Anche in Italia si registra una crescita, seppur più contenuta, sostenuta da una combinazione di fattori pubblici e privati. Il Piano Nazionale di Ripresa e Resilienza o PNRR sta giocando un ruolo cruciale nel promuovere la digitalizzazione, in particolare nella pubblica amministrazione, mentre settori come il turismo culturale, l’istruzione e l’industria creativa stanno progressivamente integrando soluzioni immersive per migliorare l’engagement e ampliare l’accessibilità. Un esempio emblematico di questo fermento è rappresentato da Coderblock, startup italiana in forte espansione, che offre soluzioni personalizzate per la creazione di ambienti virtuali aziendali, facilitando la collaborazione, l’organizzazione di eventi e la gestione di spazi di lavoro digitali.
Il futuro: verso il Web 4.0?
L’idea di metaverso che aveva dominato il dibattito pubblico e tecnologico nel 2021 – con le sue promesse di mondi virtuali persistenti e universi digitali condivisi – oggi appare superata. Tuttavia, non è scomparsa: si è trasformata, ha evoluto la propria forma, lasciando spazio a una nuova fase dello sviluppo di Internet. Quella che era un’utopia dai contorni ancora incerti è oggi il fondamento su cui si sta costruendo il cosiddetto Web 4.0.
Questa nuova fase della rete non è più solo bidimensionale e testuale, ma tridimensionale, immersiva, intelligente. Si basa su un’interazione più profonda, naturale e spaziale con i contenuti digitali, in cui la presenza dell’utente non è più confinata a clic e scroll, ma si manifesta attraverso avatar, ambienti interattivi e forme di interazione sempre più realistiche. Il Web 4.0 si prefigura come un ecosistema digitale in cui intelligenza artificiale, ambienti immersivi e identità virtuali si fondono con la vita quotidiana, influenzando in modo significativo la sfera lavorativa, l’istruzione, le relazioni sociali e l’economia.
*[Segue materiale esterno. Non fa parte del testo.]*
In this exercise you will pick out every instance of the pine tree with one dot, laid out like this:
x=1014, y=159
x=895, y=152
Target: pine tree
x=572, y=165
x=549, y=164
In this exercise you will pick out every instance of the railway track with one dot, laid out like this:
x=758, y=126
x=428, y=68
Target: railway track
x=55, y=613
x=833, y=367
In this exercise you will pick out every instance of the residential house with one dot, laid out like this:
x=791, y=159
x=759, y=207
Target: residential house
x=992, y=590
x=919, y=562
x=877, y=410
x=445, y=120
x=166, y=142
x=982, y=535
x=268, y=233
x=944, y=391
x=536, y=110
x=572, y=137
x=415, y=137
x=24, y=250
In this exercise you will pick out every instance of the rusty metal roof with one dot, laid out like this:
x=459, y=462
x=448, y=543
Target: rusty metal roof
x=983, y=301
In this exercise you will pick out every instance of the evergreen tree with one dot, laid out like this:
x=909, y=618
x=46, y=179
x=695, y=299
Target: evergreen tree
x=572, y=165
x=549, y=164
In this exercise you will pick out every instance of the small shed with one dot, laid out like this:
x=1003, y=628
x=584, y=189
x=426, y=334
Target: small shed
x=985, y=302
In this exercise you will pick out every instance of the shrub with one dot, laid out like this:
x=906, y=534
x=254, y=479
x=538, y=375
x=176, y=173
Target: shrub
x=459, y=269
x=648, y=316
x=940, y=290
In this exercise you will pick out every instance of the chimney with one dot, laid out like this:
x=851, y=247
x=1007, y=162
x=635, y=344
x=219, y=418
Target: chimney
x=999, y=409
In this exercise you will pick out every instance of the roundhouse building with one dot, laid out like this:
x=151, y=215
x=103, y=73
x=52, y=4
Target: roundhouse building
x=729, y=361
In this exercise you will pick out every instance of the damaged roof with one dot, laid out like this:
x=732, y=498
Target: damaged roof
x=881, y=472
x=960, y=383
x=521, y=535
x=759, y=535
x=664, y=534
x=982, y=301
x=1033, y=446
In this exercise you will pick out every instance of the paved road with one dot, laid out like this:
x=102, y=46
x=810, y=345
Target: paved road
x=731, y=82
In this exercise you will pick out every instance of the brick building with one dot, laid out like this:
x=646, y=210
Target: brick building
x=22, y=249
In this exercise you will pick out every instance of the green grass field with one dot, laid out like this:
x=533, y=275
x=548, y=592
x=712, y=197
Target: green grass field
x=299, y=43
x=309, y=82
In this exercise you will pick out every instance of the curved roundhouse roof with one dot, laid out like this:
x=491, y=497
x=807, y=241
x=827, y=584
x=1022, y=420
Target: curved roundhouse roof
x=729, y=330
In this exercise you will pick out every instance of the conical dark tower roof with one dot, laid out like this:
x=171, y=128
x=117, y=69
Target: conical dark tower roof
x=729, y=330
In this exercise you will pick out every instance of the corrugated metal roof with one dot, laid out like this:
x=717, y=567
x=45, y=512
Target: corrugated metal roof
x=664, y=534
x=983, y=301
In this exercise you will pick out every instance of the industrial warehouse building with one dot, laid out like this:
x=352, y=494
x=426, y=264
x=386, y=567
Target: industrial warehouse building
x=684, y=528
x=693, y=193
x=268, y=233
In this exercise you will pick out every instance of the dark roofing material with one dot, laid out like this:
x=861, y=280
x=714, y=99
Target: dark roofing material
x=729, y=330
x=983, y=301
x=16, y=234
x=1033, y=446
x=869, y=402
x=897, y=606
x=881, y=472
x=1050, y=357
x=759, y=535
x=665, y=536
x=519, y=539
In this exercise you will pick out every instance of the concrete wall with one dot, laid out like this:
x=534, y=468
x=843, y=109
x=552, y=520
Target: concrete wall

In altre parole, il metaverso non è morto. Ha semplicemente smesso di essere una moda passeggera o una parola d’ordine e ha iniziato a diventare qualcosa di più concreto, più silenzioso ma profondamente radicato. È maturato. E mentre molti hanno smesso di nominarlo – forse per delusione o disillusione – altri, con meno clamore e più determinazione, stanno effettivamente lavorando per costruire il prossimo Internet. Un Internet che non sarà solo più connesso, ma più esperienziale, più integrato e, soprattutto, più umano.